Nature Restoration Law supported by 75% of citizens in countries not backing the law

EU Member States not supporting the Nature Restoration Law are at odds with public opinion. This is the result of a poll conducted in the Netherlands, Finland, Hungary, Italy, Poland, and Sweden, which shows that three out of four citizens are in favour of the legislation, as pressure mounts on Member States to adopt the long-awaited law. 

The Nature Restoration Law, an EU response to the interlinked climate and biodiversity crises, has been in a stalemate since March when it lost the necessary majority from Member States, following Hungary’s last-minute U-turn. Now, a new survey – which was conducted by Savanta with 6190 respondents across the six Member States – reveals that the majority of people in countries not supporting the law believe that nature and biodiversity decline will have negative long-term effects on people, farming and the economy and that it must be tackled urgently by restoring ecosystems. 

The Nature Restoration Law received the biggest support in Italy with 85% of citizens backing it, followed by Hungary with 83%, and Poland with 72%. Only 6% of those surveyed disagreed that the law should be adopted. The full results can be accessed here.  

Fintan Kelly, Agriculture and Land Use Policy and Advocacy Officer with the Environmental Pillar, said: “Earlier this week, 10 EU member states joined Ireland in a letter to Environment Ministers of non-signatory Member States to urge adoption of the Nature Restoration Law at the upcoming Environment Council meeting June 17th. Given the widespread support among the European public for the Nature Restoration Law – particularly in those States blocking the legislation – the European Council’s failure to adopt the Nature Restoration Law following negotiation and compromise sets a dangerous precedent for the EU’s democratic institutions.We need our elected leaders to wake up and recognize that climate action is widely supported by their voters and urgently needed.”
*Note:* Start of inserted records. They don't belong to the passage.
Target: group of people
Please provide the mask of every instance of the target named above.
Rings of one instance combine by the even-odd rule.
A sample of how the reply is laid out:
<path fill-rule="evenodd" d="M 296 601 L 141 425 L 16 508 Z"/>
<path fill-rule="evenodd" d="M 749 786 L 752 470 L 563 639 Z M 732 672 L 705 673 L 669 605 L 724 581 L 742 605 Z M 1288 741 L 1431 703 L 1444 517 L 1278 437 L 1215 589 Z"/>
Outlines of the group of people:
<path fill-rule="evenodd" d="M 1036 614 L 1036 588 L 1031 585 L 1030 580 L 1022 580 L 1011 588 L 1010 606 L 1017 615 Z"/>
Environmental Pillar spokesperson and Head of Advocacy at BirdWatch Ireland Oonagh Duggan said “These results show how some Member States are playing with fire and ignoring the concerns of their citizens. Climate change is happening in front of our eyes and much of our biodiversity is really struggling. Nature restoration must be a pan European activity with all countries on board. It is critical for migratory birds including waterbirds. Irish wintering waterbird populations have suffered a 40% decline in 20 years. Several Irish waterbird species and Terns stop off on migration to feed and rest in the Netherlands, Finland and Sweden before continuing on to breeding grounds. Protecting and restoring wetlands and marine areas is absolutely essential for the survival of these birds.”

Environmental Pillar Steering Committee Member and Head of Advocacy at An Taisce, Dr Elaine McGoff said:“Not only has the Nature Restoration Law got widespread support among the public in EU countries that have backed the law, it is also supported by EU citizens in many of the countries blocking it. There was an unprecedented level of engagement by EU civil society in the NRL negotiations and the democratic processes that underpinned the adoption of a compromise agreement. European citizens, more than 200 civil society organisations, scientists and industry have been demanding that the EU restore our seas, agricultural lands, peatlands and forests with a robust Nature Restoration Law. We need a law now.”
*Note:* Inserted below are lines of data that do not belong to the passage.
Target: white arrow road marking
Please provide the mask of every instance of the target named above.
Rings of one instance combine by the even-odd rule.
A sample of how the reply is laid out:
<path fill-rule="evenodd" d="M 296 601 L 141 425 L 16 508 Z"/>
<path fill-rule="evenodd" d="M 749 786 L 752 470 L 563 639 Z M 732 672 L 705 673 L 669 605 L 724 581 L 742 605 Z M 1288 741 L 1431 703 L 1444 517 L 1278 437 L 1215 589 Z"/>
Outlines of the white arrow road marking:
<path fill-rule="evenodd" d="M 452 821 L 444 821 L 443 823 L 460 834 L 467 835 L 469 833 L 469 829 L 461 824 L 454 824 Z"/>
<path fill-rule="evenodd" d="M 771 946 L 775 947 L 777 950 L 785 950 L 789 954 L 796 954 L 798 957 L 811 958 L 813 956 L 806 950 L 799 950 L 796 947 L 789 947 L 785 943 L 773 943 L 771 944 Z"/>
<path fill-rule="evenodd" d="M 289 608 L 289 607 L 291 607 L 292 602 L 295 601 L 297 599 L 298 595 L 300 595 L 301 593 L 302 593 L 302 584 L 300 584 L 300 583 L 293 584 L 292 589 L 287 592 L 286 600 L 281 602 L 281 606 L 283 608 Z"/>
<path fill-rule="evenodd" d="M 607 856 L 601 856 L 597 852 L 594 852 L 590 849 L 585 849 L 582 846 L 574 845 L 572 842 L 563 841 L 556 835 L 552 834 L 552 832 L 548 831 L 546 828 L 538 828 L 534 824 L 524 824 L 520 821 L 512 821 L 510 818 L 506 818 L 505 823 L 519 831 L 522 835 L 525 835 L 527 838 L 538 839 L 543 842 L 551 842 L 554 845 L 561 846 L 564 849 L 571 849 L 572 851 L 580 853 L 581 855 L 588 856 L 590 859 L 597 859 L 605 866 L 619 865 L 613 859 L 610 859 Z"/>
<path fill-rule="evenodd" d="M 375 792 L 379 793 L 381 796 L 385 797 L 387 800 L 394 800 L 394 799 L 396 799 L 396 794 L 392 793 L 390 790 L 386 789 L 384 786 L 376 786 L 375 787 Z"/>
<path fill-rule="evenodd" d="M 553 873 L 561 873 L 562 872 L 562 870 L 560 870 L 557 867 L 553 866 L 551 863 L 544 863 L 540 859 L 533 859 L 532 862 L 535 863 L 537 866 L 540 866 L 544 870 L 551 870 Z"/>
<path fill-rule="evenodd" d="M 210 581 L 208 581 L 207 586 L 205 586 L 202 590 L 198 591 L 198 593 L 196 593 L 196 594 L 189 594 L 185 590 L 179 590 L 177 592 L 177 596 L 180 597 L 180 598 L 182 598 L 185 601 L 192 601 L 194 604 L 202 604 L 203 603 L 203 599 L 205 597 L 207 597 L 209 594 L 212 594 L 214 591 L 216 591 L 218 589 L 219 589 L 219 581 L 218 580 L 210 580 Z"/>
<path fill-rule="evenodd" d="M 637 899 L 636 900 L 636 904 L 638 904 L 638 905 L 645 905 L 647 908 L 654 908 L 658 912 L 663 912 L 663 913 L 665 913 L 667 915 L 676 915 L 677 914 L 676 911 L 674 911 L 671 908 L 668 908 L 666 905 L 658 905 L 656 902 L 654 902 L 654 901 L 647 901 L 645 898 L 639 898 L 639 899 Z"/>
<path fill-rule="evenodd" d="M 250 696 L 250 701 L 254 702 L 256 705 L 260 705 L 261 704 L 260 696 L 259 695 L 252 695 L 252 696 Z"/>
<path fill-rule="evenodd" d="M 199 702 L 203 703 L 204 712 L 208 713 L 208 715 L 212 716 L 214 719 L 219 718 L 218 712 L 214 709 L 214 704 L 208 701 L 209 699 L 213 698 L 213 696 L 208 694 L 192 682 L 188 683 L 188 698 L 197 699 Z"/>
A few months before, similar surveys were conducted in Austria and Belgium, two countries abstaining from previous votes on the Nature Restoration Law. In Austria, 77% of the population wants nature to be consistently protected and restored, with almost three-quarters of those surveyed specifically calling for “binding goals” to restore nature. In Belgium, 82% of people are strongly in favour of more nature restoration and over 84% believe that Belgian governments should make more efforts to restore at least 30% of nature on land and at sea in poor condition by 2030. 


Notes to editors:

 The results above come from a poll conducted by Savanta, an independent research agency. Savanta interviewed 6,190 respondents across Poland, Finland, Sweden, Italy, the Netherlands and Hungary between 1st and 9th May 2024. Quotas were set to make the sample nationally representative by age, gender and region in each country. Data were weighted evenly between each country. Full results can be found here.